The scientists also speculated that galantamine, a drug commonly used to slow Alzheimer's disease and a fast-acting AChEI, could induce lucid dreams. For an experiment, 120 volunteers were chosen; they were all actively interested in the subject of lucid dreams and received special training in MILD (the most popular technique for invoking LD). When the scientists combined this technique with the drug, the participants could achieve lucid dreams much easier and faster. To compare the results, volunteers gradually increased their doses of galantamine: the first night, they took a placebo, then 4 mg of the drug, and then 8 mg. Afterwards, they woke up after having four and a half hours of sleep each night, performed the MILD technique, took the drug, and fell asleep.
As a result, 14% of the subjects had experienced lucid dreams even when taking a placebo, 27% when taking 4 mg, and 42% when taking 8 mg. In total, 57% could enter into an LD at least once every three nights. However, the long-term use of galantamine for healthy people is unsafe, so the experiment lasted only briefly.
The MILD Technique: How to enter a lucid dream
MILD is also called the technique of mnemonic induction of lucid dreams.

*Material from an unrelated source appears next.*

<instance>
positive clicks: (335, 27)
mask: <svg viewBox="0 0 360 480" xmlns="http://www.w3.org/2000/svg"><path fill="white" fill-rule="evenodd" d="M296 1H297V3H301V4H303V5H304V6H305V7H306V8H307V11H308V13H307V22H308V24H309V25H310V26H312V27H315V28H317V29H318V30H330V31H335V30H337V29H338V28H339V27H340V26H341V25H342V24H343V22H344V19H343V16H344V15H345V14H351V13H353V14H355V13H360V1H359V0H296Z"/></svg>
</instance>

This method was invented by the same Stephen LaBerge, who wanted to study the nature of LD but could not do so because lucid dreams are systematically only experienced by 5-10% of the world's population. Therefore, MILD is aimed at random LD requests that can be practiced by everyone safely. The technique is as follows:
- Set the alarm for approximately five hours after you fall asleep.
- As soon as the alarm wakes you up, do not make sudden movements or get up. Instead, close your eyes and focus on remembering your dream. If you did not have any dreams that night, remember some of your dreams from the past.
- Relax and visualize yourself back in this dream but maintain your self-awareness. Everything around you is unreal, although you should remember the intention is to make this unreality real.
- Repeat the previous two steps until you fall asleep.
The first time you practice MILD, you will seldom achieve results, and it often takes months of practice. Eventually, a lucid dream will arrive. The swiftness of its onset depends on your nervous system and the ability to fall asleep again quickly. Remember going to extremes is never good. The bottom line is sound and healthy sleep. Whether it is conscious or not is a secondary matter.